放射線治療の効果はがんの種類によって差がある?

近年の医療機器や医療技術の進歩には目覚ましいものがあります。がんの放射線治療に関しても例外ではなく、病巣に対する放射線の照射精度が向上するとともに、体への悪影響は減少しています。放射線治療は手術に比べて体への負担が少なく、臓器への影響を抑えつつ完治を目指せる治療法ですが、がんの種類によって効果に違いはあるのでしょうか。今回は、治療効果の観点から放射線治療をご紹介します。

放射線治療のしくみ

細胞分裂をしているがん細胞に放射線を照射して遺伝子を損傷させることで、がん細胞の増殖を抑えて死滅させるのが放射線治療のしくみです。

正常な細胞も放射線の影響を受けますが、がん細胞よりも遺伝子の傷の修復が速いため、大きなダメージにはなりません。

放射線治療の対象となるがんは?

放射線治療が用いられる主ながんは以下のとおりですが、ほとんどすべてのがんが対象になるとされています。放射線の単独療法なのか、抗がん剤や手術と組み合わせることになるのかは、病状によって変わってきます。

  • 脳腫瘍
  • 頭頸部腫瘍
  • 食道がん
  • 肺がん
  • 乳がん
  • 肝臓がん
  • 子宮頸がん
  • 前立腺がん
  • 悪性リンパ腫
  • 骨転移

放射線治療の効果と放射線感受性との関係

がんの種類によって抗がん剤の効きめに差があるのと同様に、放射線治療にも効果が出やすいがんと効果が出にくいがんがあります。放射線治療の効果は、がん細胞の「放射線感受性」によるところが大きいようです。

放射線感受性とは?

放射線感受性とは、放射線の照射によって細胞が受ける影響の度合いを意味し、一般的に放射線感受性の高いがんは放射線治療の効果が得やすいとされています。なお、放射線感受性は以下のような要素で差が生じます。

  • 細胞分裂の頻度
    細胞分裂の頻度が高い組織のがんは放射線の影響を受ける機会が多いため、放射線感受性が高くなります。
  • 細胞の分化度
    細胞分化の度合いが低い細胞は細胞分裂が盛んであることが多く、放射線の影響を受けやすいために放射線感受性が高くなります。
  • 細胞内の酸素濃度
    エックス線やガンマ線による放射線治療の効果には、がん細胞内の酸素濃度による影響があるといわれています。これは、酸素濃度が高いと、放射線の照射によって活性酸素のような細胞を障害するラジカルが多く発生するためだと考えられています。

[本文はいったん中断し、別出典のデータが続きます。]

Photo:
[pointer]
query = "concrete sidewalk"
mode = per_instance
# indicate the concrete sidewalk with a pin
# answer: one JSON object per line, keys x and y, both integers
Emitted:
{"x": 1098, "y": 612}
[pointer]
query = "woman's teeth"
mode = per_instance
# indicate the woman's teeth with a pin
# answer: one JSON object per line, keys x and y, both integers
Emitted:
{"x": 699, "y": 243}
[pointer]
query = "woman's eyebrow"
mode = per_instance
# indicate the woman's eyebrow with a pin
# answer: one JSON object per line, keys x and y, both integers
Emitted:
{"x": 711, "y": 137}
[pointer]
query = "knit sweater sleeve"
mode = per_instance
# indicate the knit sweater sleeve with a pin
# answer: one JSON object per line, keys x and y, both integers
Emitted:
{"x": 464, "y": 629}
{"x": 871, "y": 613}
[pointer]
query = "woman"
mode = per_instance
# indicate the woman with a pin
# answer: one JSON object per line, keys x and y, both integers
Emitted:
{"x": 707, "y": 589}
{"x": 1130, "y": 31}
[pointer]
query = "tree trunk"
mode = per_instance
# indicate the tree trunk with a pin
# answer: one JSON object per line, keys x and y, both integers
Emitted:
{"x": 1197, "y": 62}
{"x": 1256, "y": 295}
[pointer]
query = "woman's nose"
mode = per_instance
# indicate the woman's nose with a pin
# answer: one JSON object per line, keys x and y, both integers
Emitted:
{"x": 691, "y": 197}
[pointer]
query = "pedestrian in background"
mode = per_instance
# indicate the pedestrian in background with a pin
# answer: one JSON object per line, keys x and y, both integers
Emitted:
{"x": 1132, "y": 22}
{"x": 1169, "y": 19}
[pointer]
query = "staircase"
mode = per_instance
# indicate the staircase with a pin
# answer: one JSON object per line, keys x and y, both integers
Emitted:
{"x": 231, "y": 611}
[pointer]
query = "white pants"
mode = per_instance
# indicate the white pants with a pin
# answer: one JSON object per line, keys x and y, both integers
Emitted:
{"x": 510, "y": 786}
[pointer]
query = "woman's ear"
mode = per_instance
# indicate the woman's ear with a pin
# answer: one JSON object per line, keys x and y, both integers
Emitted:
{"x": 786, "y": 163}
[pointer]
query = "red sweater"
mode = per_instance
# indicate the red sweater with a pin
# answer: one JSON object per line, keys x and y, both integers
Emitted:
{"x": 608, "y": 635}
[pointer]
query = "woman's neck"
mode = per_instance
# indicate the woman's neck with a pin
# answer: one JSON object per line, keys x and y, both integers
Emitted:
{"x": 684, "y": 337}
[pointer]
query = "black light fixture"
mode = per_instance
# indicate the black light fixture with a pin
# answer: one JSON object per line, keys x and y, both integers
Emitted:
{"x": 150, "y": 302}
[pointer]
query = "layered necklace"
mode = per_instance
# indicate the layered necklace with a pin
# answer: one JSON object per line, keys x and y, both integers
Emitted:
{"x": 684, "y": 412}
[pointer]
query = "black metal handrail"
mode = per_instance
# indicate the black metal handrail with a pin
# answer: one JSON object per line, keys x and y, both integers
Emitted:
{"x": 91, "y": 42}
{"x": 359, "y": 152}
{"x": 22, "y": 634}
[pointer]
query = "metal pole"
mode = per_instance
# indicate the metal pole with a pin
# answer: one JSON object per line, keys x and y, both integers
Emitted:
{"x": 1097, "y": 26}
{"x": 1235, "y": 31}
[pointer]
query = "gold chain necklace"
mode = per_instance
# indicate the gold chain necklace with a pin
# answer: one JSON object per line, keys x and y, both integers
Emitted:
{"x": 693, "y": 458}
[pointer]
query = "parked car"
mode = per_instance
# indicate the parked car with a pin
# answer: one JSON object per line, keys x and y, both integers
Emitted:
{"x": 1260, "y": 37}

したがって、貧血の患者さんは細胞内の酸素量が少なく、放射線感受性が低いといわれています。

がんの種類による放射線感受性の違い

がんの種類による放射線感受性の違いをみてみましょう。一番上の白血病がもっとも高く、下にいくほど低くなります。

  • 白血病
  • 精巣がん
  • 悪性リンパ腫
  • 皮膚がん
  • 肺がん
  • 食道がん
  • 乳がん
  • 膀胱がん
  • 咽頭がん
  • 子宮頸がん
  • 前立腺がん

放射線感受性が高いがんでも放射線治療の効果が低いケース

放射線感受性の高さと放射線治療の効果が必ずしも一致するわけではありません。放射線感受性が高いがんであっても、がん細胞の増殖スピードが放射線治療の効果を上回るケースがあるからです。また、放射線感受性が低いがんは、放射線治療が効かないというわけではありません。放射線の照射量を増やすことができれば、治療効果が得られます。

効果的な放射線治療を受けるために

放射線治療を受けるにあたっては、十分な治療効果を得るために心得ておくべき点があります。

放射線治療は1回で終了することもありますが、複数回に分けて照射するケースが少なくありません。後者の場合には、治療を中断しないことが重要です。放射線治療にはタイミングがあり、そこから外れてしまうと効果的にがん細胞へダメージを与えることができないのです。また、治療期間を通しての放射線照射量が減ると、効果が大きく低下してしまうので、計画どおりに治療を受けましょう。